ECLI:NL:RBDHA:2024:21040

Rechtbank Den Haag

Datum uitspraak
13 december 2024
Publicatiedatum
16 december 2024
Zaaknummer
NL24.34106
Instantie
Rechtbank Den Haag
Type
Uitspraak
Procedures
  • Eerste aanleg - enkelvoudig
Vindplaatsen
  • Rechtspraak.nl
AI samenvatting door LexboostAutomatisch gegenereerd

Afwijzing asielaanvraag van Nigeriaanse eiser op basis van geloofwaardigheid van homoseksuele gerichtheid en problemen met mensensmokkelaar

In deze uitspraak beoordeelt de Rechtbank Den Haag het beroep van een Nigeriaanse eiser tegen de afwijzing van zijn opvolgende asielaanvraag. Eiser, geboren in 1990, heeft op 20 januari 2022 een nieuwe aanvraag ingediend na een eerdere afwijzing in 2021. De minister van Asiel en Migratie heeft deze aanvraag op 27 augustus 2024 afgewezen als kennelijk ongegrond, omdat de gestelde problemen met een mensensmokkelaar en de homoseksuele gerichtheid van eiser ongeloofwaardig werden geacht. De rechtbank heeft de zaak op 15 november 2024 behandeld, waarbij eiser en zijn gemachtigde aanwezig waren, evenals de gemachtigde van de minister en een tolk.

De rechtbank heeft vastgesteld dat eiser in zijn eerdere asielaanvraag geen melding heeft gemaakt van zijn homoseksuele gerichtheid, wat door de minister als een gebrek aan geloofwaardigheid werd gezien. Eiser heeft verklaard dat hij problemen heeft met een reisagent in Nigeria, die hem zou bedreigen, en dat hij homoseksueel is, maar de rechtbank oordeelt dat zijn verklaringen inconsistent en oppervlakkig zijn. De minister heeft in zijn besluit uitvoerig gemotiveerd waarom hij de verklaringen van eiser ongeloofwaardig achtte, onder andere omdat eiser geen documenten heeft overgelegd ter ondersteuning van zijn claims.

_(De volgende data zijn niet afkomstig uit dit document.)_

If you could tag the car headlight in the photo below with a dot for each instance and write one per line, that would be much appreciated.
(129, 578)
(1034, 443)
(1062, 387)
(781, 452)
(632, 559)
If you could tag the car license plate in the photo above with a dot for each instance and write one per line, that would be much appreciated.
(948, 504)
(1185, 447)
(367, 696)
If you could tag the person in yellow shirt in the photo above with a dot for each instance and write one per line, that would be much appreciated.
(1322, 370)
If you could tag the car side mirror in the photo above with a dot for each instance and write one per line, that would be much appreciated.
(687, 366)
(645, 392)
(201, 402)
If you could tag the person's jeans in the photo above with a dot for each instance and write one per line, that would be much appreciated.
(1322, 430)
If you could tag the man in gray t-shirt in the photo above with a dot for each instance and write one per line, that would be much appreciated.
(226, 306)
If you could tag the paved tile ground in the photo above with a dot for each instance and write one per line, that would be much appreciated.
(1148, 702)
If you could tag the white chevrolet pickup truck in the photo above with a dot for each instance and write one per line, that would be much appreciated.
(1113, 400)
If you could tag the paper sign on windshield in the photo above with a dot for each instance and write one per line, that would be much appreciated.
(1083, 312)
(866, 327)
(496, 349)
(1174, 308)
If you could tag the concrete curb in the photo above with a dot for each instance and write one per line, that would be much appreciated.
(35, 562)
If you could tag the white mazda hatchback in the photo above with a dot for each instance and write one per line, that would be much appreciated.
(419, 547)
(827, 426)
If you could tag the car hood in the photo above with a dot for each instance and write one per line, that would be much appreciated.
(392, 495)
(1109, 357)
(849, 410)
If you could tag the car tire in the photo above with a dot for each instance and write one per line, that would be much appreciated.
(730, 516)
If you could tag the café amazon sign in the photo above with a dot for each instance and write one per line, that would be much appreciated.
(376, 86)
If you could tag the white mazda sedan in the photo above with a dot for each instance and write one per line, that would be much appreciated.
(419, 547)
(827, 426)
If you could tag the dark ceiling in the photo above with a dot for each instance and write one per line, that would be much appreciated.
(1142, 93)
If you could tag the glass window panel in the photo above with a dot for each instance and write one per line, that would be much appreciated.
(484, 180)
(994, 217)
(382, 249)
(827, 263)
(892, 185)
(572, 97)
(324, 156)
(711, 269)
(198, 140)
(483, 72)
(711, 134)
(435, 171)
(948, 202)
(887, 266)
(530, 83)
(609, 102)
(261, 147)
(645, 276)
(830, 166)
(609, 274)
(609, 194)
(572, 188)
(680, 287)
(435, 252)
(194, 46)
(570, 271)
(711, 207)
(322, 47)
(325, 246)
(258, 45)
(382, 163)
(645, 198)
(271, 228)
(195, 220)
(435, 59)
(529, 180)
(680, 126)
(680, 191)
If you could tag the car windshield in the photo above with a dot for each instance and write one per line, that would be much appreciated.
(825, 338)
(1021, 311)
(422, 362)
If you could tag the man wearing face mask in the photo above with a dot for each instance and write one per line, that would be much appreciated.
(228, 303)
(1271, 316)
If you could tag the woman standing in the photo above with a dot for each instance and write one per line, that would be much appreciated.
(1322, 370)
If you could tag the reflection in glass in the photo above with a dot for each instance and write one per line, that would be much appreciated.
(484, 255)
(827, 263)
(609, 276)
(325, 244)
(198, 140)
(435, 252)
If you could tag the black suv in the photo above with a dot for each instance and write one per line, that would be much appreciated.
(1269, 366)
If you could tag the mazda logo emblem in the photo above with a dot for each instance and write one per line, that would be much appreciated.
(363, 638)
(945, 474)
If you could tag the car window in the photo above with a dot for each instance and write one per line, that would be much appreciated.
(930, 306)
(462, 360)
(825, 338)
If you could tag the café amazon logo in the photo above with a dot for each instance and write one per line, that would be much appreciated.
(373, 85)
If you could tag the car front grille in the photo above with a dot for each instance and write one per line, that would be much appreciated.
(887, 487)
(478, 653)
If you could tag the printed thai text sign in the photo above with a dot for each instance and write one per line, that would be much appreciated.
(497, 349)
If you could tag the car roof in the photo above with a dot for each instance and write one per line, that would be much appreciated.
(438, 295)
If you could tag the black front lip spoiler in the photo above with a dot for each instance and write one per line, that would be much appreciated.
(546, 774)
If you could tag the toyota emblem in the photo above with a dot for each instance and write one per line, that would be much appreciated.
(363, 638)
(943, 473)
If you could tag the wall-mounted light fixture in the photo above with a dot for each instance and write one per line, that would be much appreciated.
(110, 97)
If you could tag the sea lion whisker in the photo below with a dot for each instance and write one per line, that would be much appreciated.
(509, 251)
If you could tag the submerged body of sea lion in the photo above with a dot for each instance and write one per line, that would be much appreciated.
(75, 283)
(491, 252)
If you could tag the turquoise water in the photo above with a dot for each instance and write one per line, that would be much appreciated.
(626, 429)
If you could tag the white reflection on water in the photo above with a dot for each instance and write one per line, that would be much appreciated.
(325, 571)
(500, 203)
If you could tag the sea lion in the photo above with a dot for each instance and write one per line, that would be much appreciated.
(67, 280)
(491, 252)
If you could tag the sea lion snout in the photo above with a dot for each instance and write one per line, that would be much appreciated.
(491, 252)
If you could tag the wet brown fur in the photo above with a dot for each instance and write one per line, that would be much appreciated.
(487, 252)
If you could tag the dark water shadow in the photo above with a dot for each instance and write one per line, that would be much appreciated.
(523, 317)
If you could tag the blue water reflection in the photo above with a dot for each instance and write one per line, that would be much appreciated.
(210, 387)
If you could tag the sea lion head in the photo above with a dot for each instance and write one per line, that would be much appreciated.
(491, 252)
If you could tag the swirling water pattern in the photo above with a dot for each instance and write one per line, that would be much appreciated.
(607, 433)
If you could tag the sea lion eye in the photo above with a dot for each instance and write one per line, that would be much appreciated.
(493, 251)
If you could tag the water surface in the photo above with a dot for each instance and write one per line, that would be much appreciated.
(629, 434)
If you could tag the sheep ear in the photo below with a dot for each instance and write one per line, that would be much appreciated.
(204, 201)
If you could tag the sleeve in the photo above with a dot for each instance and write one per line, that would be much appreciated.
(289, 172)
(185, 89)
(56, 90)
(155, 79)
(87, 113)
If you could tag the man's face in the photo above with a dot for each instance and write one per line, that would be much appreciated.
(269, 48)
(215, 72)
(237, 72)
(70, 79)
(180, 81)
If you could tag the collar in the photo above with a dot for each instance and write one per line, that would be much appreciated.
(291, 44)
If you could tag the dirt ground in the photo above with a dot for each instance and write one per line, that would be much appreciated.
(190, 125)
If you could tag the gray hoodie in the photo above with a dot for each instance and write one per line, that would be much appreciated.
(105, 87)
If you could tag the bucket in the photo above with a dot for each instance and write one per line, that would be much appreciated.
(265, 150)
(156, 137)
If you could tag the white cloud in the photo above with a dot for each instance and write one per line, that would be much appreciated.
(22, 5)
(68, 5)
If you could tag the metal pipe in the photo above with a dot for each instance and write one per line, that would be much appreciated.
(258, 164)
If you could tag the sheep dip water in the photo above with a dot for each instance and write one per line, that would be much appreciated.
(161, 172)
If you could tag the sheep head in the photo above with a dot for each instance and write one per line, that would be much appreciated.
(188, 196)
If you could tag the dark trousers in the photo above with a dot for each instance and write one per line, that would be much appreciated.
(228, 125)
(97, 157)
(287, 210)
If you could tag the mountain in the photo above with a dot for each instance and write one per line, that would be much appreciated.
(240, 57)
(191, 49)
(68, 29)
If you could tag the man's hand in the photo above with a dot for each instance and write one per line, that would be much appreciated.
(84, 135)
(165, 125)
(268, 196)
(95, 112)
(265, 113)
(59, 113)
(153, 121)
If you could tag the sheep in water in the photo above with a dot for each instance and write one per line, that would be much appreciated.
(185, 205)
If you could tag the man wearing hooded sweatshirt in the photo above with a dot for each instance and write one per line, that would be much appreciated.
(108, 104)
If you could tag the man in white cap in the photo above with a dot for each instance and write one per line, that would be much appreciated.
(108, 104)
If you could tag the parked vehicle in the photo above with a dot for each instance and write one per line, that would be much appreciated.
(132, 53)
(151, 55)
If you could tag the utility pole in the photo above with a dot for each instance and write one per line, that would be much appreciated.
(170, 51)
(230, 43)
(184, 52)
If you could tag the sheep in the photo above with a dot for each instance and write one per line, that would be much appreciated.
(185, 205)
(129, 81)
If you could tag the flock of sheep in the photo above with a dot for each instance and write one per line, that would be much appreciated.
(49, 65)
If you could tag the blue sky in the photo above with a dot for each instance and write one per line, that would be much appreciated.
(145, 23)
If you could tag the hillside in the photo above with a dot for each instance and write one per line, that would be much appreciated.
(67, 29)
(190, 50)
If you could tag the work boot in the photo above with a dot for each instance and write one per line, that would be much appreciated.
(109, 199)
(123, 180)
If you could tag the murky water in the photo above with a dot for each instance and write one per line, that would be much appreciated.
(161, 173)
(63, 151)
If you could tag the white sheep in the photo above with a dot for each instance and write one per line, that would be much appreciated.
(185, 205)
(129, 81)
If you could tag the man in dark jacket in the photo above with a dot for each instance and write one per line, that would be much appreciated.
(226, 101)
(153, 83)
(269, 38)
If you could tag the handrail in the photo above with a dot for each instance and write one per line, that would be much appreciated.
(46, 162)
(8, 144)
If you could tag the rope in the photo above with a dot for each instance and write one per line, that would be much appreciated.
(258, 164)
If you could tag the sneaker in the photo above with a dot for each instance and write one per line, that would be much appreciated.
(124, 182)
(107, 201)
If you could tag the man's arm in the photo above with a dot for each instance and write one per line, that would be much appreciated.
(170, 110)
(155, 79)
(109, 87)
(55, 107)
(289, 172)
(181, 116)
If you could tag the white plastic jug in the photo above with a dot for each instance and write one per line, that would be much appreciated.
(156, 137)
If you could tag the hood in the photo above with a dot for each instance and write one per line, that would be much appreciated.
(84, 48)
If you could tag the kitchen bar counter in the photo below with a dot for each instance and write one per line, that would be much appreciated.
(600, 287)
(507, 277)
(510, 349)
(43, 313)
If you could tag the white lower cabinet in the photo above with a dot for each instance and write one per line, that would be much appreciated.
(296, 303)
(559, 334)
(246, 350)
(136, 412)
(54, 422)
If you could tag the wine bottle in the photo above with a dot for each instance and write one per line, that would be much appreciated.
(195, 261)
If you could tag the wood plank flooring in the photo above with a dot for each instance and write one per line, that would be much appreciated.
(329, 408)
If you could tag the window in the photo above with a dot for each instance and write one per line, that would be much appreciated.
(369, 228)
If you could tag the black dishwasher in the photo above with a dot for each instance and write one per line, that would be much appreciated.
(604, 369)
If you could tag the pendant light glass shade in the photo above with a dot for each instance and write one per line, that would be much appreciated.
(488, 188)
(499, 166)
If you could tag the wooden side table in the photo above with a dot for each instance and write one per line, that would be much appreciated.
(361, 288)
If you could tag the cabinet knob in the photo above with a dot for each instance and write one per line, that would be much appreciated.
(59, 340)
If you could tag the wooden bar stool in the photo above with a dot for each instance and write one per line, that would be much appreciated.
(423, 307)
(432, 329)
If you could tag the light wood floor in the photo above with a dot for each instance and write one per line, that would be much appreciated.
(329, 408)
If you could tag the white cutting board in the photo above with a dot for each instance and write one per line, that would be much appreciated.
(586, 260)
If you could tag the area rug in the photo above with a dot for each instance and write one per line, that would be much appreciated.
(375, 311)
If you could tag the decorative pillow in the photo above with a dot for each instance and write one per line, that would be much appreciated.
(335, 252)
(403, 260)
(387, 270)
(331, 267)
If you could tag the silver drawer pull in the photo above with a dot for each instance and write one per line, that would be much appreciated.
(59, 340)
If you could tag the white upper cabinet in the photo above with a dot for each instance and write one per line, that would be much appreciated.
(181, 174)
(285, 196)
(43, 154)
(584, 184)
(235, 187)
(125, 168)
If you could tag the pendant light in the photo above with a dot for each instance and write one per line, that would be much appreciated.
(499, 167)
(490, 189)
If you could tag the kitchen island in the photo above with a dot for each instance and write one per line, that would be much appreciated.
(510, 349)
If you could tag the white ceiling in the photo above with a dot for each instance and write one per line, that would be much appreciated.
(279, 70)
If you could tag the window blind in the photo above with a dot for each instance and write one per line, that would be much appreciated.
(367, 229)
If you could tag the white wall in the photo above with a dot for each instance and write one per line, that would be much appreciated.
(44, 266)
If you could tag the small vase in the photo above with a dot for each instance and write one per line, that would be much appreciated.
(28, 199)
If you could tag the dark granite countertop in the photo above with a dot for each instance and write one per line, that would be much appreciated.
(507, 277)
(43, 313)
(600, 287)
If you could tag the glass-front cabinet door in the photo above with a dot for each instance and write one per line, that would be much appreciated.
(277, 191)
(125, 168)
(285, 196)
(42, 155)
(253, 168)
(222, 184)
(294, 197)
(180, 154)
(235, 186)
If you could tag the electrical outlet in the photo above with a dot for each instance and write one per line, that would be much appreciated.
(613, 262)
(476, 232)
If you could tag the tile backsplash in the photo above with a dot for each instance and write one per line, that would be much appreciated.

De rechtbank concludeert dat de minister terecht heeft geoordeeld dat de asielaanvraag van eiser als kennelijk ongegrond kon worden afgewezen. Eiser heeft geen overtuigende argumenten aangedragen die de geloofwaardigheid van zijn verklaringen zouden kunnen onderbouwen. De rechtbank verklaart het beroep ongegrond en wijst de proceskosten af.

Uitspraak

RECHTBANK DEN HAAG
Zittingsplaats Middelburg
Bestuursrecht
zaaknummer: NL24.34106

uitspraak van de enkelvoudige kamer in de zaak tussen

[eiser] , V-nummer: [V-nummer] , eiser

(gemachtigde: mr. R. Akkaya),
en

de minister van Asiel en Migratie,

(gemachtigde: mr. I.E. Lemmers).

Inleiding

1. In deze uitspraak beoordeelt de rechtbank het beroep van eiser tegen de afwijzing van zijn asielaanvraag. Eiser stelt te zijn geboren op [datum] 1990 en van Nigeriaanse nationaliteit te zijn. Hij heeft op 20 januari 2022 een opvolgende asielaanvraag ingediend. De minister heeft met het bestreden besluit van 27 augustus 2024 deze aanvraag in de algemene procedure afgewezen als kennelijk ongegrond.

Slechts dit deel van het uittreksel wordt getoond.